The types of memory modules differ in capacity, speed, cost and power consumption.

To make data accessible for a processor (CPU or GPU) computers contain a hierarchy of memory modules. What's common to all types here is that they are volatile, meaning their contents is lost without power supply.

The types of memory modules differ in capacity, speed, cost and power consumption. Memory closer to the CPU is faster, more expensive and thus smaller in capacity. During processing data is stored in multiple places along the hierarchy. For example video images that are processed by a video encoder are stored on disk (slow), a copy resides in main memory (fast), another copy in 3rd-level cache (very fast) and copies of pixel blocks in 1st and 2nd-level caches (ultra fast). Program code and data are loaded into memory when needed and evicted when it is no longer used, for example when a program exist.

Memory Types

Caches are very fast memories close to the CPU, often residing on the same silicon as the CPU. Due to their high cost and power consumption they are limited in capacity (256kB for 1st level, 2-12 MB for 3rd level caches). The purpose of a cache is to hide latency of the much slower main memory by buffering often-used data for fast access by the CPU. Caches are shared by multiple CPU cores, but the CPU in coordination with the operating system ensures no data is shared between different programs or users who run programs in the same CPU.

Main memory, also called dynamic random access memory (DRAM) or RAM for short, is the central working memory inside a computer. DRAM is fast and cheap, so it is possible to equip computers with 16-512GB of memory today. Access latencies are in the range of 50-200ns and memory busses are typically 64 data bits wide, meaning a CPU can read 8 bytes of data in every RAM clock cycle. DRAM is shared between all programs running on a computer. CPU and operating system make sure no data is involuntarily accessed, overwritten or shared between programs.

Graphics RAM: Special types of DRAM technology with higher bandwidths are found in high-performance computing such as graphics cards and game consoles. GDDR5 for example which is used in high-end GPUs is based on DDR3 technology, but has lower power requirements, varying clock frequencies and wider memory busses (256 or 384 bits). This translate into sustained transfer rates of 240 GB/s or more.

Memory Performance Table

Looking at performance of memory the three important metrics are size, throughput and access latency. Server and desktop computers allow you to add more physical memory up what the CPU can address. The maximum throughput is determined by type and clock-speed of memory modules.
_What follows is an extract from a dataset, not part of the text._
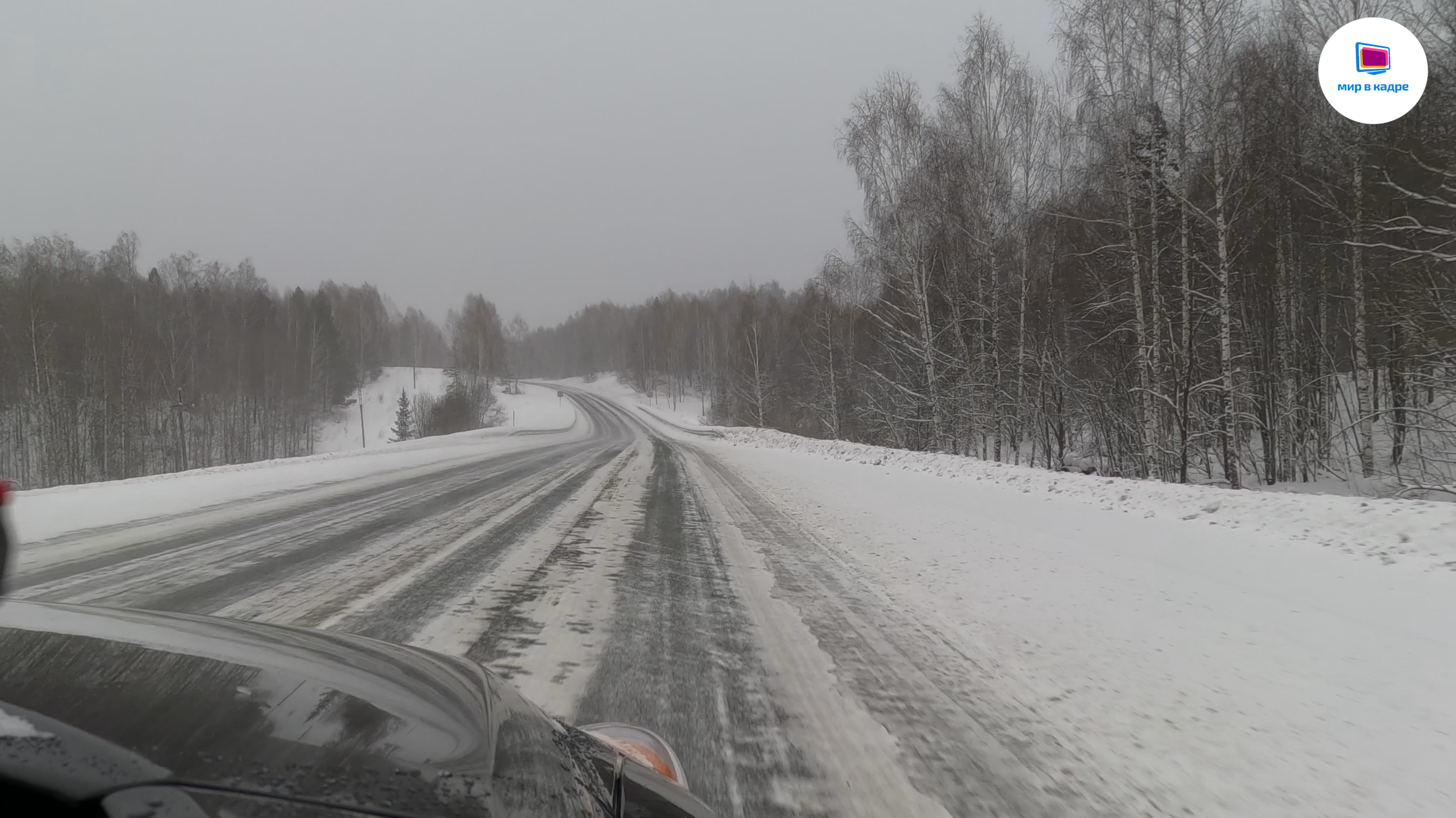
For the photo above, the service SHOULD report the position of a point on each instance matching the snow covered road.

Memory module types and speeds must match the CPU generation and the motherboard in use. New CPU's generally require newer and faster types of memory. Details can be found in CPU handbooks or motherboard documentations.

Memory Labels

When purchasing memory you get modules, so called DIMMs (dual in-line memory module), which are assembled from multiple DRAM chips. Chips and modules are labelled differently. For example DDR3-xxx denotes DDR chips of the 3rd technology generation with a particular data transfer rate, whereas PC3-xxxx denotes an assembled module with its theoretical bandwidth.Bandwidth is calculated by multiplying transfer width (64 bit or 8 bytes for DDR3) with transfers per second.
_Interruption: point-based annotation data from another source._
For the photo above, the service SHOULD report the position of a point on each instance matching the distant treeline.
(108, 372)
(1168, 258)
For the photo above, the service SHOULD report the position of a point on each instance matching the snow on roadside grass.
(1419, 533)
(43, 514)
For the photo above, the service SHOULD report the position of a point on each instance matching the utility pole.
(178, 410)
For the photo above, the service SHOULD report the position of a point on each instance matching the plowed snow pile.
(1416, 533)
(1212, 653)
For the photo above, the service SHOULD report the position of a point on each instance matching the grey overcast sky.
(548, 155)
Example: How to read DRAM type labels
DDR3-1600 PC3-12800 DDR3 SO-DIMM | Chip Technology Generation (DDR3) | Data Transfer Rate (1600 M transfers per second) | Module Technology Generation (PC3) | Module bandwith (MB/s) | Module Packaging (small outline 204pin DIMM)

Besides capacity and speed DRAM exists in different variants. Error-correcting code memory (e.g. PC3-xxxxE) can correct and detect in-memory data corruption caused by electrical or magnetic interference. Registered or buffered DRAM (e.g. PC3-xxxxR / F / FB) uses extra registers for improved signal quality and low voltage DRAM (e.g. PC3-xxxx-L / U) reduces power consumption in mobile devices. Not every variant matches every motherboard and CPU type, so consult your documentation first.

Memory Pressure

When programs require more memory than physically available some data is offloaded from DRAM to slower disk storage. When a program requires the data again it is reloaded into DRAM which may take a considerable amount of time during which the program or even the entire system seem unresponsive. To avoid such situations of high memory pressure you should monitor the memory requirements of the software you use and try not to run multiple memory-heavy programs in parallel.

Some operating systems (OSX) have started to compress unused data in memory, trading a few CPU cycles for lower memory pressure which results in an overall percieved performance improvement.